Stark Tuning of Single-Photon Emitters in Hexagonal Boron Nitride

TL;DR

This paper demonstrates electrical control of single-photon emitters in hexagonal boron nitride using the Stark effect, enabling tunable emission energies and intensity stabilization for quantum technology applications.

Contribution

It introduces a method to electrically tune single-photon emitters in h-BN via van der Waals heterostructures, revealing out-of-plane dipole moments and reversible emission control.

Findings

Stark shifts up to 5.4 nm per GV/m observed

Out-of-plane dipole moments confirmed by theoretical calculations

Reversible control of emission intensity achieved

Abstract

Single-photon emitters play an essential role in quantum technologies, including quantum computing and quantum communications. Atomic defects in hexagonal boron nitride (h-BN) have recently emerged as new room-temperature single-photon emitters in solid-state systems, but the development of scalable and tunable h-BN single-photon emitters requires external methods that can control the emission energy of individual defects. Here, by fabricating van der Waals heterostructures of h-BN and graphene, we demonstrate the electrical control of single-photon emission from atomic defects in h-BN via the Stark effect.
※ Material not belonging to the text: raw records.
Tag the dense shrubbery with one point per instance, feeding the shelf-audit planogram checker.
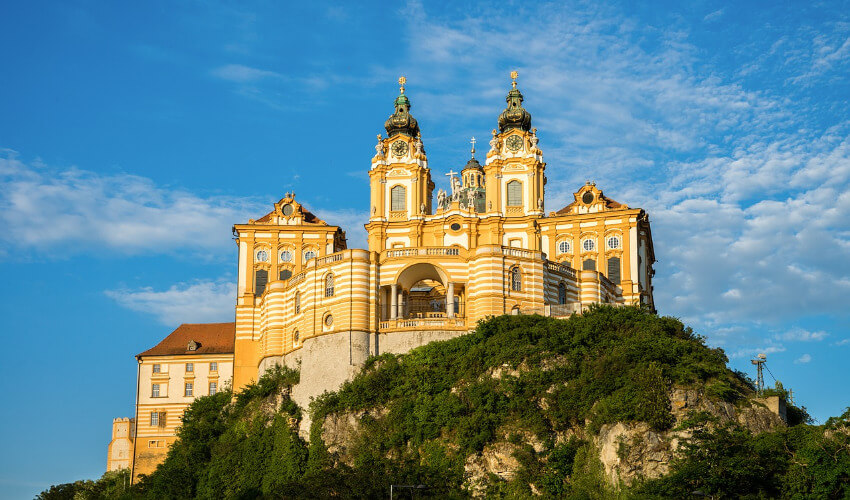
(515, 378)
(727, 461)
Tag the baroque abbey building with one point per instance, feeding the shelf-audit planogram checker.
(431, 272)
(435, 266)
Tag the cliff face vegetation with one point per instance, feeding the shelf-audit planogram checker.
(616, 402)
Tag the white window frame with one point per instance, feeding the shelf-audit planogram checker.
(329, 285)
(518, 192)
(398, 204)
(516, 279)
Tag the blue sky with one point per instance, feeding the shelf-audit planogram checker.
(133, 136)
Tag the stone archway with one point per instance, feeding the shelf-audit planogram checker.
(422, 290)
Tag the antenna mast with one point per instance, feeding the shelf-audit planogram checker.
(760, 360)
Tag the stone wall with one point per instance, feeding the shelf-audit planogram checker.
(328, 361)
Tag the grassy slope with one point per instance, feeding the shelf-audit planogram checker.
(422, 414)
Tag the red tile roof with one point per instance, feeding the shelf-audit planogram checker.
(212, 338)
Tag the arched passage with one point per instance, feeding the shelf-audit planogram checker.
(422, 290)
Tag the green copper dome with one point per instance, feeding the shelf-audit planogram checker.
(514, 116)
(402, 122)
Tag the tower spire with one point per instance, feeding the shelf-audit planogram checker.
(514, 116)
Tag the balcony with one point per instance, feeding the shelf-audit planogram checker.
(424, 321)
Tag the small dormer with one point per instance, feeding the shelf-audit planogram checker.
(589, 199)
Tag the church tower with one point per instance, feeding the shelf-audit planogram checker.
(514, 170)
(400, 179)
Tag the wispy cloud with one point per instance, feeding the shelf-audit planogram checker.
(243, 74)
(196, 302)
(44, 208)
(805, 358)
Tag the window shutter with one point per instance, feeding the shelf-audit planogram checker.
(614, 270)
(514, 194)
(262, 277)
(398, 198)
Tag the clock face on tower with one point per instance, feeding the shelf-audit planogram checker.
(513, 143)
(399, 148)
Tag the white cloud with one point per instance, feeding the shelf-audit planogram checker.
(805, 358)
(243, 74)
(71, 209)
(801, 335)
(748, 198)
(197, 302)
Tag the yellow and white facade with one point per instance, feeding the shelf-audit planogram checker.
(433, 267)
(194, 360)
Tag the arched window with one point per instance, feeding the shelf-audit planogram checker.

By applying an out-of-plane electric field through graphene gates, we observed Stark shifts as large as 5.4 nm per GV/m. The Stark shift generated upon a vertical electric field suggests the existence of out-of-plane dipole moments associated with atomic defect emitters, which is supported by first-principles theoretical calculations. Furthermore, we found field-induced discrete modification and stabilization of emission intensity, which were reversibly controllable with an external electric field.